Они рассказали Карло. Морщинки в уголках отцовских глаз стали еще глубже.

– Я слышал, как ты поешь, дочка, и не стану тебя удерживать. Только не забывай ходить к мессе. В большом городе, да еще в таком месте, как театр, слишком легко поддаться пороку. Пусть Господь тебя направляет. А с твоей матушкой я сам поговорю.

– Спасибо, папа.

Лючия поцеловала его в щеку, вдохнув знакомый запах табака, таящийся в моржовых усах. Морелли посмотрел на того, кого всегда любил как сына.

– Я знаю, что ты будешь ее беречь. Помни, Альфредо, я доверяю тебе свое самое дорогое сокровище. Ты мужчина, а она еще дитя. Я буду спокоен только зная, что ты рядом с ней.

Поймав взгляд Альфреда Беккера, Лючия залилась краской. Она давно знала, что ей не нужен никто, кроме него.

В Милане они сняли комнату на деньги Морелли, но уже через месяц Альфред взял на себя оплату всех расходов. Его приняли в нескольких знатных домах, где он стал обучать музыке капризных богемных отпрысков, а Лючия своим голосом и грацией покорила главного дирижера Франко Фаччо. По его протекции она поступила в консерваторию, а затем и в труппу театра.

Еще Стендаль в свое время писал, что Ла Скала – это «салон, где бывает весь город». По вечерам подковообразный зал наводняла аристократическая публика: в опере назначались встречи, обсуждались последние новости, демонстрировались наряды и по секрету передавались пикантные светские сплетни. Юную певицу заметили очень скоро, и ее начали осаждать поклонники.

Теперь, глядя на свое отражение в трельяже в крошечной грим-уборной Гранд-Опера, Лючия Морелли думала о том, как опьянил ее первый успех. В то время ей представлялось, что отныне жизнь станет совершенно иной, ведь она блистала в высшем свете, о чем дочь аптекаря не могла и мечтать. На вечеринки и в рестораны певицу сопровождали восторженные молодые люди, ее лицо смотрело с расклеенных по городу афиш, всюду ее узнавали и обожали. Отец ею гордился, и даже мать со временем смягчилась и простила ей побег из дома. Только Альфред становился всё более угрюмым и неразговорчивым. Они уже не делили одну комнату на двоих, а снимали просторную квартиру с видом на канал Мартезана, и синьорине Морелли прислуживала личная горничная.

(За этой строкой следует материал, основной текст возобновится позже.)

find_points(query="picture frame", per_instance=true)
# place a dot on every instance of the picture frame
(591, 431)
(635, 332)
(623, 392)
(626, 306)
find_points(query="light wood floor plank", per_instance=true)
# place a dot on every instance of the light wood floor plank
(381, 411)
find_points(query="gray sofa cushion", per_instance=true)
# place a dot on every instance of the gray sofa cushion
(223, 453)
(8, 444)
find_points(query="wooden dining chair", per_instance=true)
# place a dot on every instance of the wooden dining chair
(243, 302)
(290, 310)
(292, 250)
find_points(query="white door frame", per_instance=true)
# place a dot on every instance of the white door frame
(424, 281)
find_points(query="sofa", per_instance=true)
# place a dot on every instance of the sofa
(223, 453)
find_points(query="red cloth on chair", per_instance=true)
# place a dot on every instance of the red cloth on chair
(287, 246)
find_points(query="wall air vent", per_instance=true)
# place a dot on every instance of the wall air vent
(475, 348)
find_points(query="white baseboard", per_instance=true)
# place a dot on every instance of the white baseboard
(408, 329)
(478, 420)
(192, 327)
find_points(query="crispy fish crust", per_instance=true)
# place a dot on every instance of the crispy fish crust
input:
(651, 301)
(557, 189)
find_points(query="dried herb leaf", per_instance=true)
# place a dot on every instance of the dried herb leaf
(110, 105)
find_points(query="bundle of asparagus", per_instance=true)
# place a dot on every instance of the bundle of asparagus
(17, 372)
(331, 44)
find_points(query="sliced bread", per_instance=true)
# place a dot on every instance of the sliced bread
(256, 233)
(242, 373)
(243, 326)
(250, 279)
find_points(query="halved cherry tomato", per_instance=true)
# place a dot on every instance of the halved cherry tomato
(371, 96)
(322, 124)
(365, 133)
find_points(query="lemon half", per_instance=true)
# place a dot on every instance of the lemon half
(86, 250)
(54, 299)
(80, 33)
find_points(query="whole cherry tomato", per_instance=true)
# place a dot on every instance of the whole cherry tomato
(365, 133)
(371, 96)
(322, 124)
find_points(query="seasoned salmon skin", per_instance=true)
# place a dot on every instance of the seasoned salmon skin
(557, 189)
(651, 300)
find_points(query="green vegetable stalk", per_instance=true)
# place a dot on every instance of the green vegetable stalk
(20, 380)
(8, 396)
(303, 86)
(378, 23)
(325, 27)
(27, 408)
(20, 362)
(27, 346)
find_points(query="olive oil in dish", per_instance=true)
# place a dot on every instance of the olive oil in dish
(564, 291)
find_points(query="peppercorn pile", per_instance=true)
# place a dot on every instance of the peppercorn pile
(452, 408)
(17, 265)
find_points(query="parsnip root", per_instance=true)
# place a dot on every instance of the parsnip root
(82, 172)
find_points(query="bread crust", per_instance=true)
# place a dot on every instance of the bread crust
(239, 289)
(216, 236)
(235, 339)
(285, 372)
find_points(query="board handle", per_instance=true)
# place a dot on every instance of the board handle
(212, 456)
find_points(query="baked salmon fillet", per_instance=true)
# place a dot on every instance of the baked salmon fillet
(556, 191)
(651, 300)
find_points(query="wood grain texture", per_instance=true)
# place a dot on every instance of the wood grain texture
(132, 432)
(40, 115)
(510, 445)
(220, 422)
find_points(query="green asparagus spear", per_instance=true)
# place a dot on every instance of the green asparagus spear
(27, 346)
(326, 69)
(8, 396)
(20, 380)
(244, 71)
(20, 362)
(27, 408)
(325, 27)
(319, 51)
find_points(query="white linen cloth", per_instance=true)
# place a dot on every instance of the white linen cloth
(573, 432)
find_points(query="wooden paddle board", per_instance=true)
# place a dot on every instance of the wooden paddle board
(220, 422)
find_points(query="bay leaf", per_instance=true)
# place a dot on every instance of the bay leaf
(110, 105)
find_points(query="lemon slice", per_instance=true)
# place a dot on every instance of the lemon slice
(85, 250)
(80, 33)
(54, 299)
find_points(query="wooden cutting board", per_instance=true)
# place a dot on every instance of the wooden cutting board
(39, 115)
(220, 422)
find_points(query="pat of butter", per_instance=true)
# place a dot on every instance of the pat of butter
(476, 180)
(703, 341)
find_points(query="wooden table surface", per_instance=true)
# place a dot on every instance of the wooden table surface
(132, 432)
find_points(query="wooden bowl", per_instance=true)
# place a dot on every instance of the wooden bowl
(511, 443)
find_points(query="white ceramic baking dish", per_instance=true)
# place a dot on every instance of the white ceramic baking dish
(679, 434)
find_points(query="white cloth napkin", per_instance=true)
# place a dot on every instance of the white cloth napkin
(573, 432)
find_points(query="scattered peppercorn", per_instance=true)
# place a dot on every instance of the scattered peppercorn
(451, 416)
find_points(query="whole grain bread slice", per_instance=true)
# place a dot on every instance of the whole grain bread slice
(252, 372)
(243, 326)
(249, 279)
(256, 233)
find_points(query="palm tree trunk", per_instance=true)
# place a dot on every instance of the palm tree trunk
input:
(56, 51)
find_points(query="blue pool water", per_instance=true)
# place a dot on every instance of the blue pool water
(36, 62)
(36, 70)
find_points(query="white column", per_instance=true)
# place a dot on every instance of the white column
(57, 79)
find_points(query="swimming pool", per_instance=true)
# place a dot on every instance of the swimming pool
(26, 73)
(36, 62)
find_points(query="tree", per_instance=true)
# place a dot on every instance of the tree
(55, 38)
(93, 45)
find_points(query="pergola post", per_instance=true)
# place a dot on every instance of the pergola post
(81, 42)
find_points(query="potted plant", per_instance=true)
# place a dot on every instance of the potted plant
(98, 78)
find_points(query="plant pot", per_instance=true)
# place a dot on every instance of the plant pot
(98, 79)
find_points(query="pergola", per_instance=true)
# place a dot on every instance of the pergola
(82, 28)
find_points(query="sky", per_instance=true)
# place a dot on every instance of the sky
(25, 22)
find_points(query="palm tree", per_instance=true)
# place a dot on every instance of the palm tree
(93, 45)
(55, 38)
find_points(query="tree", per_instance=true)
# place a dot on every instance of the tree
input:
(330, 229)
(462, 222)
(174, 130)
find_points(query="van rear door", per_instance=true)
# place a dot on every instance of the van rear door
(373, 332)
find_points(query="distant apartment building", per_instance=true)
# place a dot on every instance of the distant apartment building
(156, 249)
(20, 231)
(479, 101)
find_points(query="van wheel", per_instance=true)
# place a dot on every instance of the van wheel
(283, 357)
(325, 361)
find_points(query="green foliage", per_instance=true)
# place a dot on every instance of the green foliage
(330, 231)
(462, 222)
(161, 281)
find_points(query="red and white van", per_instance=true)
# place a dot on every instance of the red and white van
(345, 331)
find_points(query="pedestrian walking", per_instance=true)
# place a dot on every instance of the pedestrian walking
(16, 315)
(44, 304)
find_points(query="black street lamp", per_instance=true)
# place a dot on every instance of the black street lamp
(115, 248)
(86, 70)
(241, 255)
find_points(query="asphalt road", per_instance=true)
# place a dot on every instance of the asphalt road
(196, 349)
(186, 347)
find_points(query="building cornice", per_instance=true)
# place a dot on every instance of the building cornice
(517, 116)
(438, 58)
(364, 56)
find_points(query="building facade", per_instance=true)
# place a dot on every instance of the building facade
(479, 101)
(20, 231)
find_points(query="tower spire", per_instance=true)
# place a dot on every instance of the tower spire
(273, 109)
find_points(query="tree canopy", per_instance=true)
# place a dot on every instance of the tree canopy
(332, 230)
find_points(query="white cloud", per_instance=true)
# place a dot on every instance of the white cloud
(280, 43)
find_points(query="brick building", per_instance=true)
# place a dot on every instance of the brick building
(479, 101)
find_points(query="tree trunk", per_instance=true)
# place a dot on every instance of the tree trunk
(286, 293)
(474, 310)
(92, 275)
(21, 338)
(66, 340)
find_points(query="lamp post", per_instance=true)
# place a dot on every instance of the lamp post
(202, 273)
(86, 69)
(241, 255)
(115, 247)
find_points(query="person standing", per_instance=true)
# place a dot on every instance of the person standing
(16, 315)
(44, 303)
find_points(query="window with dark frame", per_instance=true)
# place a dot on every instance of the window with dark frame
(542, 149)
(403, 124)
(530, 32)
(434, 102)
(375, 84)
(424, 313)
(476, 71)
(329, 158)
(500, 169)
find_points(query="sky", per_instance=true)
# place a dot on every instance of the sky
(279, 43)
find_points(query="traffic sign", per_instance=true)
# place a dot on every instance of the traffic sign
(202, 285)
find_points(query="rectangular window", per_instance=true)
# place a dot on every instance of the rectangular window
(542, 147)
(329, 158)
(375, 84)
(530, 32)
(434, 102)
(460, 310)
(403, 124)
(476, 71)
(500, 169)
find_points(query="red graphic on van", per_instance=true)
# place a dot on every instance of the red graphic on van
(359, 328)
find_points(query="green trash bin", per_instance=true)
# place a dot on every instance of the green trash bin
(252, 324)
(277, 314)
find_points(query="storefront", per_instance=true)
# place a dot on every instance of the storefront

– Ну же, Фреддо8, не будь таким суровым, ты меня заморозишь, – Лючия рассмеялась и невольно вспомнила, как один из ее поклонников однажды заметил, что ее смех способен заставить музыкантов забыть о дирижерской палочке и звучать в такт собственным переливам. – Не ты ли мечтал, чтобы я пела на сцене?

– Я искренне рад за тебя, Лючия. Но ты принимаешь подарки так, будто ждешь предложения руки и сердца. Ты ведь понимаешь, что ни один знатный синьор не женится на певице?

Двадцатилетняя Лючия отказывалась это понимать.